BFO has a number of advantages, including low sensitivity to the initial values of the coordinates during initialization and choice of parameters, good reliability, simplicity of logic, ease of implementation, the possibility of parallelization and global search. Thus, the BFO algorithm is used to solve a wide range of optimization problems. However, BFO also has a number of drawbacks, including slow convergence, the inability to go beyond local optima in some cases, and a fixed step length.

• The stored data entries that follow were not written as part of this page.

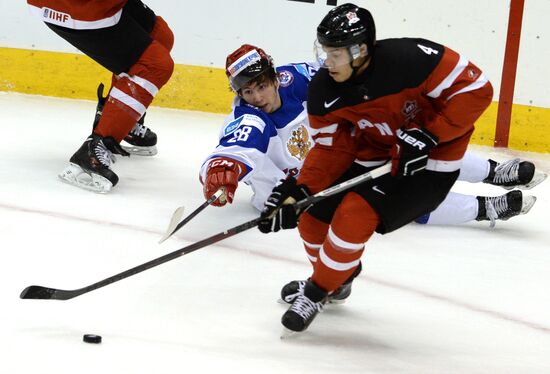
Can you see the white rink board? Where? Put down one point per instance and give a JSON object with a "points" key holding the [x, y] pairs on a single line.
{"points": [[430, 300], [207, 30]]}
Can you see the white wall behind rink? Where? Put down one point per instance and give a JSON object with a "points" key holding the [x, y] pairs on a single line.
{"points": [[207, 30]]}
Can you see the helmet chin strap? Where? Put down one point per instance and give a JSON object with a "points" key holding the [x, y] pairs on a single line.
{"points": [[355, 69], [354, 51]]}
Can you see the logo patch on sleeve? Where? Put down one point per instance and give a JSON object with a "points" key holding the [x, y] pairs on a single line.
{"points": [[285, 78], [232, 126]]}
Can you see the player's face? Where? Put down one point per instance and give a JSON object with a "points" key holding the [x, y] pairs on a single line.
{"points": [[339, 60], [263, 95]]}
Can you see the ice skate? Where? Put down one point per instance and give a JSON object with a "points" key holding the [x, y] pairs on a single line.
{"points": [[304, 308], [89, 167], [140, 141], [293, 289], [514, 173], [504, 207]]}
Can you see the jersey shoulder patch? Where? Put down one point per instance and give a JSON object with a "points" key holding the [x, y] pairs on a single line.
{"points": [[243, 120]]}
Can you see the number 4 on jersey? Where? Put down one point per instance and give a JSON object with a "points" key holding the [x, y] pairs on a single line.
{"points": [[427, 50]]}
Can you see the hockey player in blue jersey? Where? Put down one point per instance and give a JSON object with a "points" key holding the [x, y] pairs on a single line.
{"points": [[267, 136]]}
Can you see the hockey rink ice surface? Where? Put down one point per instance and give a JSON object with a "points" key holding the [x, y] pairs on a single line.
{"points": [[465, 299]]}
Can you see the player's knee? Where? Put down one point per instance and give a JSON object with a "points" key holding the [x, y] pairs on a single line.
{"points": [[311, 229], [163, 34], [355, 220], [155, 65]]}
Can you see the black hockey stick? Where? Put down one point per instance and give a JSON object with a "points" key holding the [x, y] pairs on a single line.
{"points": [[39, 292], [175, 223]]}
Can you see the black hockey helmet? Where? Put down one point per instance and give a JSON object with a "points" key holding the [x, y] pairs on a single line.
{"points": [[347, 25], [246, 63]]}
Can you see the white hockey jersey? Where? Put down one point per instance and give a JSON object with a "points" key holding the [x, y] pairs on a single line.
{"points": [[273, 145]]}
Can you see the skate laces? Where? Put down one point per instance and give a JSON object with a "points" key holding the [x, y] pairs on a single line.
{"points": [[507, 172], [103, 154], [300, 291], [306, 308], [139, 130], [496, 208]]}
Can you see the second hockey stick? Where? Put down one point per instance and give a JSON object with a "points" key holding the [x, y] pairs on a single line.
{"points": [[175, 223], [46, 293]]}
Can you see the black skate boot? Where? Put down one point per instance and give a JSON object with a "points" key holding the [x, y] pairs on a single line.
{"points": [[90, 165], [304, 308], [514, 173], [141, 141], [504, 207], [292, 290]]}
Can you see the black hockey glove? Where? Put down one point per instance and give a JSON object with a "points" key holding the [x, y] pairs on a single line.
{"points": [[410, 153], [279, 212]]}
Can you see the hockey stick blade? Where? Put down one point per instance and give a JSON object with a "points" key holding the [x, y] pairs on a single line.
{"points": [[175, 223], [46, 293]]}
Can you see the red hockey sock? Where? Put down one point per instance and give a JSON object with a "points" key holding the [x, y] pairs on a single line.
{"points": [[352, 225], [133, 92], [313, 234]]}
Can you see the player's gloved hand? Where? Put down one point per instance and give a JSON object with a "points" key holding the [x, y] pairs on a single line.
{"points": [[222, 173], [410, 153], [279, 212]]}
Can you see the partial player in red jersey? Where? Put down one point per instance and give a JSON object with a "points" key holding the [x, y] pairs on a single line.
{"points": [[411, 102], [128, 39]]}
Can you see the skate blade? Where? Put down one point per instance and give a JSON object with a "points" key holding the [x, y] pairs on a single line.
{"points": [[76, 176], [288, 334], [139, 151], [538, 178], [528, 202]]}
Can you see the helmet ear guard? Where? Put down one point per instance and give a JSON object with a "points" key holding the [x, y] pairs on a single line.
{"points": [[346, 25]]}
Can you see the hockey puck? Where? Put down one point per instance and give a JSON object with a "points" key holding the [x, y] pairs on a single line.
{"points": [[91, 338]]}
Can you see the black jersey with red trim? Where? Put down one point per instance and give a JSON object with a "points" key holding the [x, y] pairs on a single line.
{"points": [[408, 82]]}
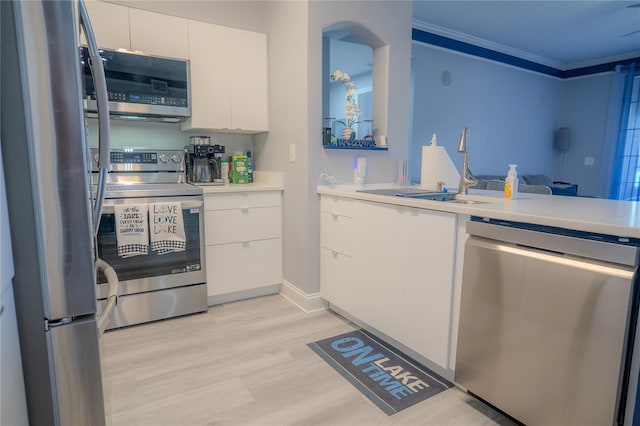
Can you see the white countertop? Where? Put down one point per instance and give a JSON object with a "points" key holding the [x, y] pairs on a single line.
{"points": [[613, 217], [264, 181], [247, 187]]}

BFO is a metaheuristic, meaning it is simply a conceptual framework that can be used to develop algorithm modifications. The version of BFO I have presented here is just one of many possibilities and should be seen as a starting point for experimentation, rather than the last word on the topic.

The histogram of algorithm test results is provided below.

Fig. 3. Histogram of the final results of testing algorithms

Conclusions on the properties of the Bacterial Foraging Optimization (BFO) algorithm:

Pros:
1. High speed.
2. Simple logic.
3. Converging throughout all iterations, albeit slowly.

Cons:
1. Slow convergence.
2. No methods for exiting local extrema.